Not new to Java; but relatively new to XML-parsing. I know a tiny bit about a lot of the XML tools out there, but not much about any of them. I am also not an XML-pro.
If your XML documents are relatively small (as appears to be the case here), I would use the DOM framework and XPath class. Here is some boilerplate DOM/XPath code from one of my tutorials:
File xmlFile = ...
DocumentBuilderFactory dbf = DocumentBuilderFactory.newInstance();
DocumentBuilder db = dbf.newDocumentBuilder();
Document doc = db.parse(xmlFile);
XPath xp = XPathFactory.newInstance().newXPath();
String value = xp.evaluate("/path/to/element/text()", doc);
// .. reuse xp to get other values as required
In other words, basically you:
get your XML into a Document object, via a DocumentBuilder;
create an XPath object;
repeatedly call XPath.evaluate(), passing in the path of the element(s) required and your Document.
As you see, there's a little bit of fiddliness in getting hold of your Document object and like all good XML APIs, it throws a plethora of silly pointless checked exceptions. But apart from that, it's fairly no-nonsense for parsing simple small to medium XML documents whose structure is relatively fixed.
OK, so I settled on a solution that (to me) seemed to address my needs in the most reasonable way. My apologies to the other suggestions, but I just liked this route better because it kept most of the parsing-rules as annotations and what little procedural-code I had to write was very minimal.
I ended up going with JAXB; initially I thought JAXB would either create XML from a Java-class or parse XML into a Java-class but only with an XSD. Then I discovered that JAXB has annotations that can parse XML into a Java-class without an XSD.
The XML-file I'm working with is huge and very deep, but I only need bits and bites of it here and there; I was worried that navigating what maps to where in the future would be very difficult. So I chose to structure a tree of folders modeled after the XML... each folder maps to an element and in each folder is a POJO representing that actual element.
Problem is, sometimes there is an element who has a child-element several levels down which has a single property I care about.
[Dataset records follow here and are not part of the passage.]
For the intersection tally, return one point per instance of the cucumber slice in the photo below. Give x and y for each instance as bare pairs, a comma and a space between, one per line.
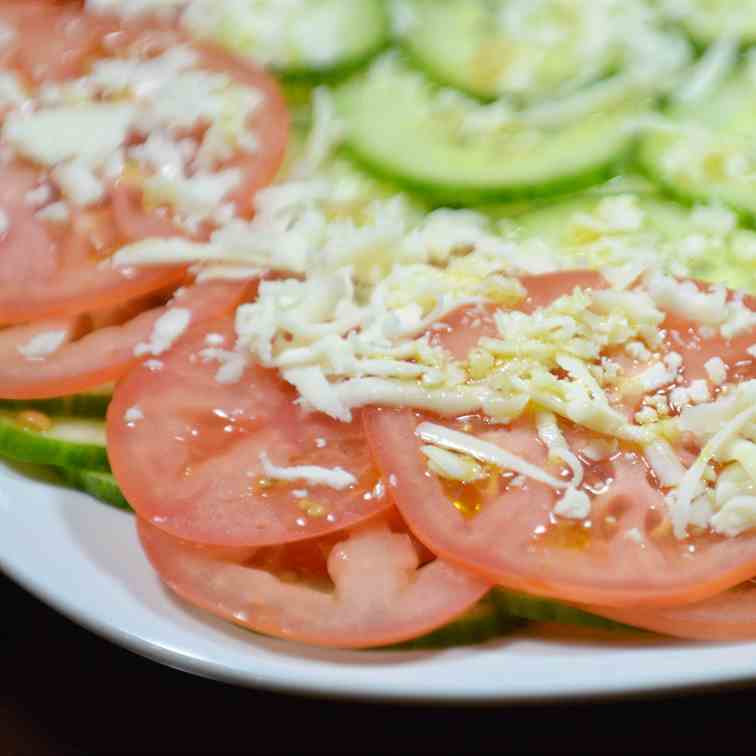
101, 485
30, 436
457, 151
299, 39
538, 609
525, 49
709, 20
89, 405
708, 153
594, 231
483, 622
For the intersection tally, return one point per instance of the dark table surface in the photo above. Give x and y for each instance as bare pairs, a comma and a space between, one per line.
64, 690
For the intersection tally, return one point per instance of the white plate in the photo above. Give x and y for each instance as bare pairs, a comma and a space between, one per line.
83, 558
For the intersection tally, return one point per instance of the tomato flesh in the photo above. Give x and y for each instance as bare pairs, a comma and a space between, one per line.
105, 353
194, 467
57, 268
362, 589
506, 531
728, 616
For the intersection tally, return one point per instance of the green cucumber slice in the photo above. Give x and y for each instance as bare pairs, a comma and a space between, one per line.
538, 609
709, 20
524, 49
88, 405
707, 153
457, 151
303, 39
595, 231
482, 623
101, 485
29, 436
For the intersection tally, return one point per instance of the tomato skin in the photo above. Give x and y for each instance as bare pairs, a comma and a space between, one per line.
727, 616
106, 353
193, 465
515, 539
378, 594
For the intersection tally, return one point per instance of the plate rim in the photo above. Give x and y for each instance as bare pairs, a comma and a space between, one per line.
571, 691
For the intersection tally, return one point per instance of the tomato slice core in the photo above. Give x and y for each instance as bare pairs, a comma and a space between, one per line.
51, 268
358, 590
195, 465
105, 354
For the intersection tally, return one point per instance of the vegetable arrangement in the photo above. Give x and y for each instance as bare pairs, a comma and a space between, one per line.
386, 320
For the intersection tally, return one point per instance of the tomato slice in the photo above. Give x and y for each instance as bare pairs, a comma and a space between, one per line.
193, 465
728, 616
466, 326
355, 591
46, 271
508, 533
51, 268
53, 40
104, 354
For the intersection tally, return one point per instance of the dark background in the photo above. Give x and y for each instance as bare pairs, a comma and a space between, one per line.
64, 691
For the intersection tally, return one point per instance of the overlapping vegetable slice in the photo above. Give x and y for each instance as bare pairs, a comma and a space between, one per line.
505, 527
215, 451
48, 360
53, 253
364, 588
It would be a pain to create 4 nested-folders and a POJO for each just to get access to a single property. But that's how you do it with JAXB (at least, from what I can tell); once again I was in a corner.
Then I stumbled on EclipseLink's JAXB-implementation: Moxy. Moxy has an @XPath annotation that I could place in that parent POJO and use to navigate several levels down to get access to a single property without creating all those folders and element-POJOs. Nice.
So I created something like this: (note: I chose to use getters for cases where I need to massage the value)
// maps to the root-"xml" element in the file
@XmlRootElement( name="xml" )
@XmlAccessorType( XmlAccessType.FIELD )
public class Xml {
// this is standard JAXB
@XmlElement;
private Item item;
public Item getItem() {
return this.item;
}
...
}
// maps to the "<xml><item>"-element in the file
public class Item {
// standard JAXB; maps to "<xml><item id="...">"
@XmlAttribute
private String id;
public String getId() {
return this.id;
}
// getting an attribute buried deep down
// MOXY; maps to "<xml><item><rating average="...">"
@XmlPath( "rating/@average" )
private Double averageRating;
public Double getAverageRating() {
return this.average;
}
// getting a list buried deep down
// MOXY; maps to "<xml><item><service><identification><aliases><alias.../><alias.../>"
@XmlPath( "service/identification/aliases/alias/text()" )
private List<String> aliases;
public List<String> getAliases() {
return this.aliases;
}
// using a getter to massage the value
@XmlElement(name="dateforindex")
private String dateForIndex;
public Date getDateForIndex() {
// logic to parse the string-value into a Date
}
}
Also note that I took the route of separating the XML-object from the model-object I actually use in the app. Thus, I have a factory that transforms these crude objects into much more robust objects which I actually use in my app.
You can use SAXParser or STAXParser. If you can afford some more amount of memory, then you can also afford to use DOMParser. I would advise STAXParser would be best for you.